Gommern (mla) l Am Sonnabendvormittag hagelte es Absagen beim Wegewart. Über die Hälfte der Radler, die mit auf die erste Entdeckertour gehen wollten, entschieden sich angesichts des kalten Wetters gegen den Ausflug. 14 Frauen und Männer schwangen sich trotzdem aufs Fahrrad und wurden am Nachmittag bei Sonnenschein und angenehmen Temperaturen belohnt.

Die Teilnehmer kamen aus Biederitz, Gommern, Nedlitz, Ziepel und Pretzien.

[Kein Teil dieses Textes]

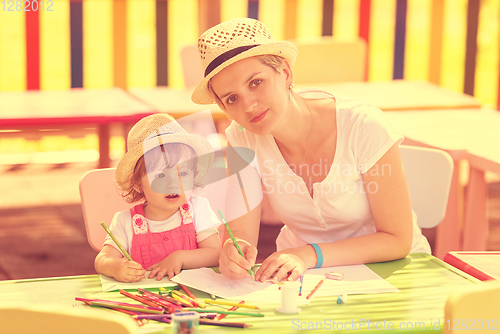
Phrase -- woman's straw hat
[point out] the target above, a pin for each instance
(153, 131)
(233, 40)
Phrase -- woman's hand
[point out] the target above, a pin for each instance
(232, 264)
(169, 266)
(293, 260)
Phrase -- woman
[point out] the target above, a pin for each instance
(331, 166)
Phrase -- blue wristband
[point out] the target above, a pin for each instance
(319, 255)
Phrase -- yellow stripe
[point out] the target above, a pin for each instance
(141, 43)
(309, 18)
(98, 43)
(417, 40)
(272, 14)
(182, 30)
(382, 23)
(486, 79)
(12, 50)
(231, 9)
(55, 66)
(346, 18)
(454, 35)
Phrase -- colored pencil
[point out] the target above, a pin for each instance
(223, 323)
(189, 293)
(234, 308)
(116, 242)
(234, 240)
(250, 314)
(89, 301)
(189, 300)
(139, 299)
(131, 307)
(314, 290)
(229, 303)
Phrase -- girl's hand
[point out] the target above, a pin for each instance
(287, 261)
(169, 266)
(232, 264)
(129, 271)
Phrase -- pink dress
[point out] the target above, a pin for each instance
(149, 248)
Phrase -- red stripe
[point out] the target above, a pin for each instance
(364, 27)
(32, 50)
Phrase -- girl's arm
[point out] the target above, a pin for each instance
(112, 263)
(391, 208)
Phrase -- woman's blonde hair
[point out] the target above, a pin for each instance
(163, 157)
(272, 61)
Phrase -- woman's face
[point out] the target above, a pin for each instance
(254, 94)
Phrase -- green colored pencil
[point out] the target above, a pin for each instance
(116, 242)
(250, 314)
(234, 239)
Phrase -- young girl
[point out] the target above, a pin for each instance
(172, 229)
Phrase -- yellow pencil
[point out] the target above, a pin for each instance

Die Führung über die Gommeraner Wasserburg übernahm Wegewart Steffen Grafe selber. Im Anschluss radelte er mit seiner Gruppe zum Gesteinsgarten und stellte ihnen unterwegs durchs Naherholungsbiet die kältesten Seen der Region vor. "Zum einen sind sie sehr tief und zum anderen im Wald gelegen."

Beim Ratespiel zur Entdeckertour hatten die Teilnehmer ihren Spaß. Worauf findet das Picknick statt? Auf einer schiefen Ebene, einem steinernen Tisch oder einem hölzernen Trog? Ist der Gesteinsgarten der größte im Jerichower Land? In Sachsen-Anhalt oder in Europa? Wie viele Seen rund um Gommern sind namentlich erwähnt?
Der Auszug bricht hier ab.